Bagsværd Kostskole og Gymnasium (Eng: 'Bagsværd Boarding School and Gymnasium'), usually referred to among students, teachers etc. as simply BK, is a private day school, gymnasium, and boarding school situated in Bagsværd, a suburb of Copenhagen. The vast majority of the 800 pupils and students at BK commute to school every day; the boarding school (Haraldsgave, lit. "Harald's Gift", commonly known as Haga) only houses up to 60 students.

==History==
The boarding school was established in 1908 on the site of the current day school, in the then rather rural area surrounding Bagsværd Sø; it was only later that this part of Northern Zealand was urbanized. The boarding school itself, located right next to Bagsværd Lake, was acquired in 1949 and has since been expanded, both through the construction of new buildings and the appropriation of neighbouring lots.

==Education==
- Primary school: Up until the 7th grade, the primary school is divided into two lines, A and B. Due to an admittance of extra pupils at this point in the primary school, two new lines are established, whereupon all four lines are referred to as V, X, Y and Z, respectively. Earlier, the two new lines were dubbed C and D, and pupils were divided into these according to their choice of secondary foreign language - C was for those pupils who chose French, and D for those who chose German.

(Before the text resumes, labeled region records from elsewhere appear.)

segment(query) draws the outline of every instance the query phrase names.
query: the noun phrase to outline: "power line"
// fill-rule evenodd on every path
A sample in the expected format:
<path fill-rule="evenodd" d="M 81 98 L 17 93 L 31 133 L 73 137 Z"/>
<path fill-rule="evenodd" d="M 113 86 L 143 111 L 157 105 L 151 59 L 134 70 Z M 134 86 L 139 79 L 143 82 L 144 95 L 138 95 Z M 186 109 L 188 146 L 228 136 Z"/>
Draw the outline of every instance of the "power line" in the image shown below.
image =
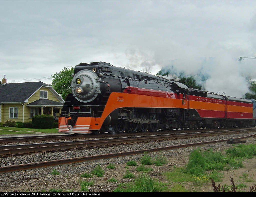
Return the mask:
<path fill-rule="evenodd" d="M 51 77 L 40 77 L 40 78 L 33 78 L 31 79 L 18 79 L 17 80 L 12 80 L 9 81 L 8 82 L 17 83 L 19 82 L 31 82 L 38 81 L 44 81 L 48 79 L 51 79 Z"/>

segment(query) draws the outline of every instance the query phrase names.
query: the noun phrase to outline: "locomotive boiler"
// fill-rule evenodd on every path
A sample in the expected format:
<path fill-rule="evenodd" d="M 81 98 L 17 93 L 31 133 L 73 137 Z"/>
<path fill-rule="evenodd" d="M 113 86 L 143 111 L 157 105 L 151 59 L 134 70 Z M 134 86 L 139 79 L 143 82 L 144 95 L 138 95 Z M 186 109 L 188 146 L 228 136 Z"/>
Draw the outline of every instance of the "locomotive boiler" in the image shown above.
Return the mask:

- Gymnasium: BK offers students four different branches of tuition, in accordance with the 2005 Educational Reform. These are divided into three main areas:
  - Mathematical/scientific:
    - Science: Mathematics A, physics B, chemistry B
    - Bio-tech: Biotechnology A, mathematics A, chemistry B
    - Digital: Programming B, communication/IT A
  - Linguistic/humanities:
    - Language and culture: English A, German/French/Spanish A, psychology C
  - Sociological:
    - Society and economics: Social sciences A, mathematics B, geography B
A, B and C signify the level of difficulty of any given class, with A signifying an advanced level of education and C being an average difficulty suitable for a likewise average level of understanding.